The Cost of CNC Machining

You probably already guessed – the cost varies according to projects, complexity, quantity, and material. Most materials can be CNC machined, such as plastics, ABS, nylon, polycarbonate, metals such as aluminum, steel, brass, steel alloys, wood, foam, and composites. Less dense material is commonly faster to machine and operates at a higher feed rate. A higher feed rate or reduced machine time is a key factor in reducing cost. Other factors that can affect the cost include additional finishes and tolerances. Stricter tolerances and harder material always relate to higher-cost parts and can lead you to an expensive project. 

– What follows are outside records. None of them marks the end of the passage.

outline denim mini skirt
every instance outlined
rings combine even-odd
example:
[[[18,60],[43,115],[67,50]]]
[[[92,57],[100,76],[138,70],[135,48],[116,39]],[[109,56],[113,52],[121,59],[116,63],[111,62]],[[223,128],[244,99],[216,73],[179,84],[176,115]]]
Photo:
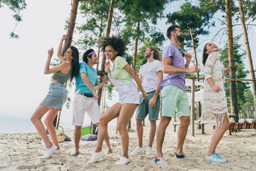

What Engineers Should Consider

The part size and number of reorientations required for machining should be considered when engineers design a part. These two factors have a major impact on the setup time, machining work, lead time, and cost. If you happen to be in a hurry and need CNC parts fast, you can reduce the design’s complexity, so the machining requires fewer operations. If you have overly tight tolerances, consider how the part will be used and how it affects other parts. You may need more realistic tolerances that won’t significantly increase lead times or costs. 

Tolerance refers to the range for a dimension. A designer or engineer will determine the tolerance based on the part’s function, fit, and form. Most parts will have a maximum and minimum limit and include different tolerances, such as thread tolerances, positional, flatness, and parallelism. 

Typical Tolerances:

  • +/-.005 inches or better or +/-.125 mm overall without drawings.
  • +/-.002 inches or better or +/-.125 mm overall with drawings, tighter for press fits and bores.
  • Grinding can achieve +/-.0005 or better.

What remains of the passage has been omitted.